Les définitions du community management 1/3

Le community management selon les experts en recrutement

Les experts en recrutement ont progressivement intégré le terme community manager dans leurs guides et fiches métiers. C’est le cas notamment du cabinet Michael Page et de l’Apec qui proposent chacun leur définition de ce nouveau métier.

Ils formalisent ainsi son rôle :

Pour le cabinet de recrutement Michael Page, au regard de sa définition, il semblerait que le community manager ne soit pas indépendant et que son rôle soit davantage opérationnel et orienté vers le marketing. Plus en détail, pour ce cabinet, ses missions touchent à l’e-reputation (veille des conversations, des forums, etc.), l’animation de la blogosphere, la prise de parole au nom de la marque, la création de ses espaces communautaires (sur Facebook et Twitter notamment) et la création de contenus à y publier et à viraliser. Le rôle du community manager apparaît très marqué par le marketing et également orienté vers les relations blogueurs. Ainsi, celui qui occupe ce poste doit posséder des connaissances marketing et web 2.0 approfondies, être à jour sur les technologies Internet et avoir d’excellentes aptitudes rédactionnelles dans la mesure où il se situe au centre des échanges entre les différents pôles marketing de l’entreprise. Il s’agit en définitive d’un profil hybride entre marketing et journalisme, et dont la rémunération annuelle s’évalue entre 30 000 et 65 000 euros. Dans ce dernier cas, le community management affiche des responsabilités et une séniorité évidentes malgré ce premier abord très opérationnel.

Dans la définition de l’Apec, l’apparence opérationnelle se confirme mais sans être rattachée à un département particulier. D’autre part, lorsqu’on étudie dans le détail leur définition (sans doute l’une des plus exhaustives disponibles), celle-ci met en avant des aspects bien plus stratégiques et souligne les particularismes de ce métier là où la définition de Michael Page est plus généraliste. Il y aurait donc ici non pas un community manager, mais plusieurs selon les domaines et marchés où ils opèrent, les thématiques qu’ils abordent, ou encore les plateformes qu’ils ont à leur charge. On parlera alors notamment de « zones d’influence » pour évoquer ces spécialisations.

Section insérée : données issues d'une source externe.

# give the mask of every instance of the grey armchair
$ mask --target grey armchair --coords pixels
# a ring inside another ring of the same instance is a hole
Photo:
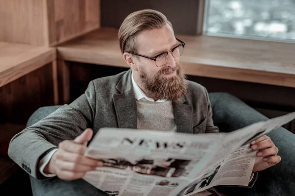
[[[254,122],[268,119],[240,99],[225,93],[211,93],[209,99],[213,110],[214,124],[221,132],[230,132]],[[43,107],[36,110],[29,120],[30,126],[55,111],[60,106]],[[268,134],[279,149],[280,163],[259,172],[258,179],[252,188],[218,188],[233,196],[292,196],[295,193],[295,135],[283,127]],[[33,193],[38,183],[31,177]],[[77,190],[77,189],[75,189]],[[40,191],[40,190],[39,190]]]

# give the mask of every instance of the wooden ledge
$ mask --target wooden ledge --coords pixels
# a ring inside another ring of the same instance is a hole
[[[7,154],[9,142],[12,137],[22,131],[26,127],[24,124],[11,123],[0,124],[0,184],[7,179],[13,173],[20,168]],[[4,154],[4,155],[2,155]],[[4,155],[6,155],[5,156]]]
[[[101,28],[57,47],[60,59],[129,67],[118,30]],[[295,44],[202,35],[176,35],[185,42],[180,58],[187,74],[295,87]]]
[[[54,48],[0,42],[0,87],[56,59]]]

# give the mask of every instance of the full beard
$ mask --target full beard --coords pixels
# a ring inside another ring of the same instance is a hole
[[[174,71],[176,74],[174,76],[164,77],[162,75]],[[186,93],[186,76],[179,64],[173,68],[163,66],[155,76],[148,75],[141,69],[140,71],[145,89],[156,99],[177,101]]]

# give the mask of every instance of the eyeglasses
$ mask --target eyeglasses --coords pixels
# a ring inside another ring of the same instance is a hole
[[[148,59],[152,60],[154,61],[156,64],[156,66],[157,67],[161,67],[163,66],[167,61],[167,59],[168,57],[168,53],[170,52],[172,52],[172,56],[175,58],[179,58],[182,53],[183,53],[183,49],[184,49],[184,45],[185,43],[180,40],[177,39],[176,37],[177,41],[180,42],[180,44],[178,44],[175,47],[173,48],[170,50],[162,52],[161,53],[158,54],[153,57],[151,57],[149,56],[146,56],[144,55],[138,54],[137,53],[132,52],[127,52],[130,53],[135,54],[136,55],[142,56],[143,57],[148,58]]]

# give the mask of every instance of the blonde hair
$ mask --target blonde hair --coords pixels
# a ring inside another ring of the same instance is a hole
[[[163,28],[166,24],[172,24],[162,13],[152,9],[139,10],[130,14],[123,21],[118,38],[121,52],[136,52],[135,40],[141,32]]]

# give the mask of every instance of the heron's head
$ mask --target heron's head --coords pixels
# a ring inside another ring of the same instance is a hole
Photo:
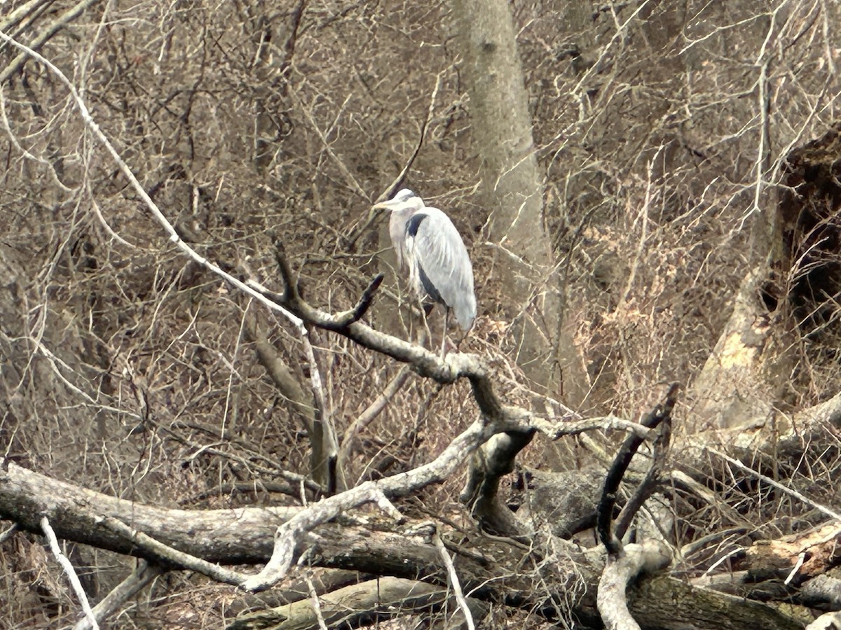
[[[395,212],[398,210],[420,210],[424,207],[423,199],[408,188],[397,192],[397,194],[387,202],[374,204],[374,209],[384,208]]]

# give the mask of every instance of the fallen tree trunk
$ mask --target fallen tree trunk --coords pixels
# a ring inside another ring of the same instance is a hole
[[[298,508],[177,510],[118,499],[58,481],[5,462],[0,474],[0,516],[38,532],[46,515],[56,534],[100,549],[161,559],[103,524],[125,519],[135,529],[179,552],[222,564],[257,564],[272,555],[279,522]],[[316,528],[308,543],[314,566],[420,580],[436,588],[448,583],[446,568],[424,528],[395,531],[393,522],[372,528],[339,522]],[[513,539],[451,533],[445,544],[465,595],[535,612],[547,619],[599,623],[595,593],[604,554],[584,551],[555,538],[551,547],[530,548]],[[177,564],[171,569],[179,568]],[[680,606],[677,609],[674,602]],[[643,576],[629,591],[629,605],[643,627],[802,628],[805,624],[757,602],[664,577]],[[758,617],[759,616],[759,617]],[[731,621],[723,624],[722,619]],[[746,620],[750,620],[749,622]]]

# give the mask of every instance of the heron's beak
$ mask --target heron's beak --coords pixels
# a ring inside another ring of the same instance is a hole
[[[391,200],[375,203],[371,207],[372,210],[391,210],[394,207],[394,202]]]

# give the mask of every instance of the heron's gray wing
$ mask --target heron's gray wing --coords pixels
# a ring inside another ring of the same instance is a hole
[[[426,215],[421,217],[421,215]],[[419,271],[435,287],[467,330],[476,318],[473,265],[458,230],[444,213],[426,207],[407,223],[406,236],[415,230],[412,249]]]

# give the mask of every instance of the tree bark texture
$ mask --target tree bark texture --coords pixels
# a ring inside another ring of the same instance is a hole
[[[561,319],[543,218],[543,176],[510,8],[505,0],[458,0],[453,14],[470,95],[480,199],[499,247],[495,269],[511,298],[503,312],[514,323],[518,363],[537,391],[563,394],[574,407],[585,381]]]

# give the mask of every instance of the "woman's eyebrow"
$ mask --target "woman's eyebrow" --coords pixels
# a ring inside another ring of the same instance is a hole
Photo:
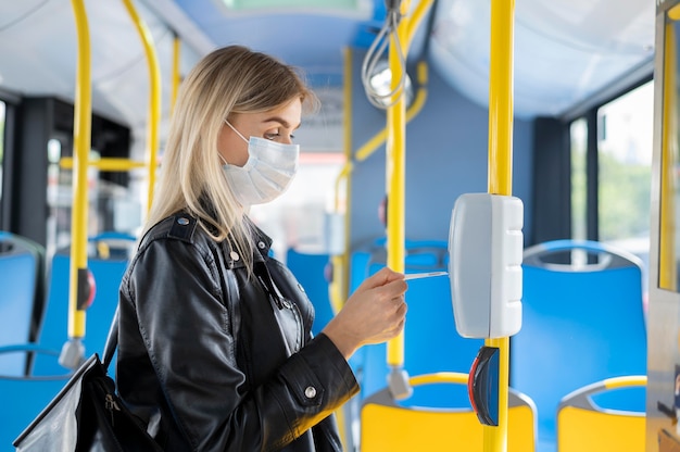
[[[284,120],[284,118],[282,118],[282,117],[280,117],[280,116],[272,116],[272,117],[267,117],[267,118],[265,118],[265,120],[264,120],[264,122],[265,122],[265,123],[279,123],[279,124],[280,124],[280,125],[282,125],[284,127],[286,127],[286,128],[292,128],[293,130],[294,130],[294,129],[300,128],[300,126],[302,125],[302,123],[299,123],[295,127],[291,127],[290,123],[289,123],[288,121]]]

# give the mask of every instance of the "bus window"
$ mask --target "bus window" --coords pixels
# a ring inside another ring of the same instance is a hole
[[[571,123],[571,238],[585,240],[587,227],[587,176],[588,123],[579,118]]]
[[[646,274],[654,85],[648,81],[599,112],[599,239],[640,256]],[[644,278],[646,287],[646,278]]]
[[[4,155],[4,102],[0,100],[0,204],[2,204],[2,168]]]
[[[326,253],[326,218],[332,211],[336,180],[344,164],[341,152],[302,152],[298,175],[279,198],[253,205],[250,217],[273,240],[277,259],[289,248]]]

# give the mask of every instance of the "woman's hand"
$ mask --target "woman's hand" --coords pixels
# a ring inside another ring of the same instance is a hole
[[[407,288],[403,274],[380,269],[362,282],[322,332],[348,360],[362,346],[392,339],[404,328]]]

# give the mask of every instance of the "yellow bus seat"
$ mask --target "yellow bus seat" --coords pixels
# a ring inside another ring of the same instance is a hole
[[[607,378],[577,389],[562,399],[557,410],[559,452],[638,452],[645,448],[645,413],[600,406],[601,392],[645,387],[645,376]]]
[[[414,393],[420,385],[467,386],[467,374],[442,372],[410,378]],[[404,406],[386,388],[362,404],[362,452],[466,451],[483,450],[482,425],[471,406]],[[536,405],[511,388],[508,393],[508,452],[531,452],[536,447]]]

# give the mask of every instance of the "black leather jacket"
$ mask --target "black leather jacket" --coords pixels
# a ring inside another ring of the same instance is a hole
[[[121,284],[116,381],[166,451],[341,451],[332,412],[358,386],[302,286],[268,256],[256,280],[186,214],[141,240]]]

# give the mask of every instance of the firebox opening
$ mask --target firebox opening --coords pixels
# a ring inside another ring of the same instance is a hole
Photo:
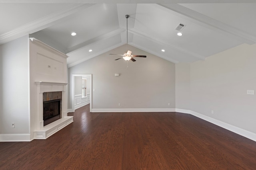
[[[57,99],[43,102],[43,119],[44,126],[48,125],[61,118],[60,102]]]

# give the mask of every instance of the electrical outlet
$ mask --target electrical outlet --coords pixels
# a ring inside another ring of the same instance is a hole
[[[248,90],[247,94],[250,94],[251,95],[254,95],[254,91],[253,90]]]

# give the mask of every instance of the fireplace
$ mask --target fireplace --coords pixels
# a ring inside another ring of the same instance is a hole
[[[43,93],[44,126],[62,118],[62,92]]]
[[[34,119],[34,139],[46,139],[73,121],[73,116],[67,115],[66,92],[67,83],[44,82],[36,83],[37,111]],[[46,105],[48,108],[44,108]],[[44,112],[46,113],[44,115]],[[47,122],[48,121],[51,123]]]
[[[44,126],[47,125],[61,118],[60,114],[60,99],[43,102],[43,120]]]

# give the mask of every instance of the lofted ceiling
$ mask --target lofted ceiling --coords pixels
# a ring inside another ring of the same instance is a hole
[[[30,34],[67,54],[71,67],[126,44],[126,14],[128,44],[174,63],[256,43],[255,0],[104,1],[0,0],[0,44]]]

De même, l’Apec distingue le fait que le community manager peut être rattaché dans son entreprise à la communication ou au marketing, ce qui influera sur ses objectifs. Ces derniers pourront également différer selon que le community manager travaille seul ou fait partie d’une équipe (par spécialisation par exemple). L’Apec met donc en avant le fait que les entreprises peuvent avoir plus d’un community manager ou même des équipes de community managers alors même que le community manager est le plus souvent représenté comme un.

L’association note par ailleurs que deux écoles s’affrontent : l’une où prévalent les profils juniors et l’autre où se sont les seniors qui assurent le community management. Dans cette dualité, elle relève que les postes B2C et orientés communication seront occupés par des juniors tandis que les postes B2B, davantage marketing, seront occupés par des seniors (mués en « technico commerciaux »).

Dans tous les cas, l’Apec met en avant, en premier lieu, la nécessité de posséder des connaissances approfondies des communautés gérées (culture, codes, langage). La stratégie et les réflexions sur les dispositifs de communication qui en découlent (afin de les adapter au mieux à la population visée) sont par conséquent plus poussées. Toute l’animation repose en effet sur cette connaissance préalable de la communauté en question. De plus, la planification et le suivi, tout comme l’archivage et la mesure sont prépondérants dans les missions du community manager. Et outre les communautés, la connaissance et la veille technologiques des outils et plateformes sont aussi primordiales.

De manière générale, à la lecture de la définition de l’Apec, les missions du community manager semblent toucher des sphères davantage micro sociologique, plus conversationnelles et one to one. D’ailleurs, côté opérationnel, les tâches concernent aussi la modération, le support, ainsi que le recueil et le relai des feedbacks exprimés par les membres de la communauté. Et au-delà de l’animation, à un niveau plus global, le community manager peut parfois se muer en chef de projet et ainsi intervenir sur les modes de recrutement par exemple.

Ainsi, les compétences du community manager concernent un large spectre de qualifications : sur les thématiques abordées, la technique, la veille, la mesure, le webmarketing. Le poste est ouvert aux titulaires de Bac+2 à Bac +5 dans les domaines des sciences humaines avec spécialisation en communication online, ou en provenance d’écoles de commerce, de communication, de journalisme, de marketing ou encore de relations publiques. A l’instar de Michael Page, l’Apec relève une échelle de rémunération entre 30 000 et 60 000 euros annuel ce qui illustre d’autant mieux la diversité des profils ainsi que l’hétéroclisme entre juniors et seniors. De plus, l’Apec note aussi que ce poste reste aujourd’hui très ouvert aux autodidactes également.